Show HN: Cloud-native Stack for Ollama - Build locally and push to deploy

kkielhofner · on March 21, 2024

Question/feedback:

Who is this for?

I understand the ease of use but using ollama (an easy to use wrapper for llama.cpp) in production is in my experience as someone who deploys this stuff a very bad idea.

I understand it's "highly scalable" thanks to the tooling but at the end of the day on a resource utilization basis vLLM, HF TGI, etc are going to walk all over llama.cpp which IMO is the completely wrong tool for the job.

vLLM and HF TGI are containerized and run very well with nothing other than a HuggingFace model name as an argument/environment variable.

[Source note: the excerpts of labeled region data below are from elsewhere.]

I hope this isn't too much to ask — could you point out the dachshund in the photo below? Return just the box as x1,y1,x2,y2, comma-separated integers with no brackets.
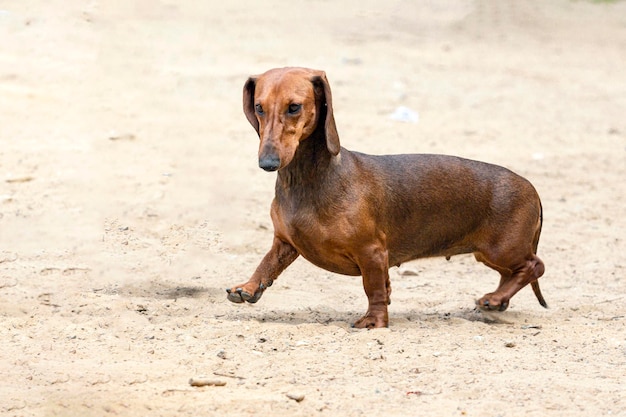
226,68,547,329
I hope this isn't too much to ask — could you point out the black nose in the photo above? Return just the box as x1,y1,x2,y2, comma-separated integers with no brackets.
259,155,280,172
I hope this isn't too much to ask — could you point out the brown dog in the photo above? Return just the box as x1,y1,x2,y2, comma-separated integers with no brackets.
226,68,546,328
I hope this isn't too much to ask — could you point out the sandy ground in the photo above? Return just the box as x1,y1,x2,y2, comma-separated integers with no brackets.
0,0,626,417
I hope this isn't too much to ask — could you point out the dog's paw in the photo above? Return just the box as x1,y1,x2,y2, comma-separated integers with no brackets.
352,315,389,329
476,294,509,311
226,283,267,304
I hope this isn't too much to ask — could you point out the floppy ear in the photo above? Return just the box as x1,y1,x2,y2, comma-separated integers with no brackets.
311,71,341,155
243,77,259,134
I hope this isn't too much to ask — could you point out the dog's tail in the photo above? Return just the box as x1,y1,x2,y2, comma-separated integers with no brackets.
530,201,548,308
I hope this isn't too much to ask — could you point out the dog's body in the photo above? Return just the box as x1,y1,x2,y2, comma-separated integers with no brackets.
227,68,546,328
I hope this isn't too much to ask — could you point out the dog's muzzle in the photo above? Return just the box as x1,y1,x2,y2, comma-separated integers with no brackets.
259,155,280,172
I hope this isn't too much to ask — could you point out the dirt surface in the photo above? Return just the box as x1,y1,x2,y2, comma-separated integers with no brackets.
0,0,626,417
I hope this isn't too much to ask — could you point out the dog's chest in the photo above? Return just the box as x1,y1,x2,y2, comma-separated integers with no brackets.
272,200,360,275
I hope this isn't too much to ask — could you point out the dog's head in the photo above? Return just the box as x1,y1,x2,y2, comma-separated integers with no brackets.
243,68,340,171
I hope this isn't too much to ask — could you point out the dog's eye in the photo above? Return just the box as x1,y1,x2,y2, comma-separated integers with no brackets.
289,104,302,114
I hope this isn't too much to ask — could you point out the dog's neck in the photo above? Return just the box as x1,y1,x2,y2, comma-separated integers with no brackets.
276,129,339,193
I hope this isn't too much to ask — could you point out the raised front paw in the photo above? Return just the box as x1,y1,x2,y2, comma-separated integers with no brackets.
476,293,509,311
226,283,269,304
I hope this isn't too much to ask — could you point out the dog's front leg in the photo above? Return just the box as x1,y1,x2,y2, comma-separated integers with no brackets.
226,237,298,303
353,247,391,329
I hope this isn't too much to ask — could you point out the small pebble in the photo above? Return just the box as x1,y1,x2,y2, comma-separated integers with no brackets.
189,377,226,387
287,394,304,403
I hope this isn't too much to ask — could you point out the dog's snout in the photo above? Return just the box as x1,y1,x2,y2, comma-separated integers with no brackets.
259,155,280,172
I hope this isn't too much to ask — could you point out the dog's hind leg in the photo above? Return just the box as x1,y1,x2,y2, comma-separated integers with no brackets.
476,249,545,311
353,245,391,329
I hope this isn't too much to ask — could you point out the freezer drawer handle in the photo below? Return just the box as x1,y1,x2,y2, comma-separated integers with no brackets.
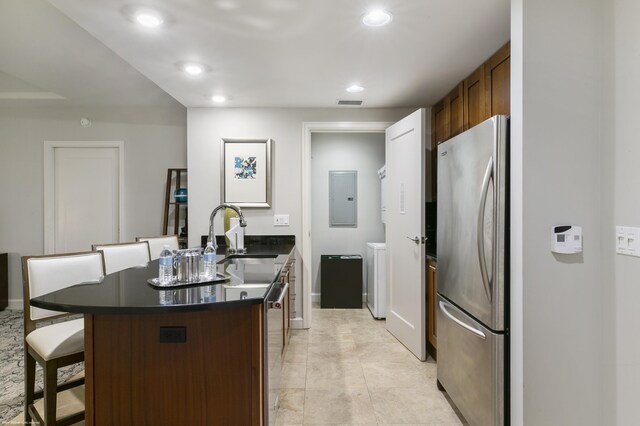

In the days of GPU shortages, very high costs, and CPU being unacceptably slow (only advantage of llama.cpp) using vLLM or similar cuts hosting costs in half if not more while providing more management tools, higher TPS, lower time to first token, etc.

When your hardware or cloud hosting costs are multiples higher using this vs these real serving frameworks a little extra ease of use on the frontend combined with the impossibility to really compete on performance makes this approach a tough proposition all around.

dsamy · on March 21, 2024

It's true other engines like vLLM are way faster and more optimized. I started with Ollama because its codebase is Go. In reality Ollama does not even take full advantage of llama.cpp itself as it does not implement concurrency plus adds latency using json in a CGO call. I discovered that building the wasm plugin, I was disappointed, and it's not on the ollama priorities to solve that see https://github.com/ollama/ollama/issues/3170

Another advantage of Ollama is it can easily run locally, so does the wasm plugin. Accomplishing the goal of local development environment which uses dreamland.

That's great feedback. I was thinking about fixing the concurrency issue myself, but creating a vLLM wasm plugin is a better idea. The user code won't need to change as long as the plugin exports as the same wasm host module.

kkielhofner · on March 21, 2024

I'm with you. I think having an optimized production inference serving framework on the deployment side has the potential to make your project the best of all worlds, essentially.

Of course there are other really advanced use cases and alternative ways to go about this but that would go a very long way.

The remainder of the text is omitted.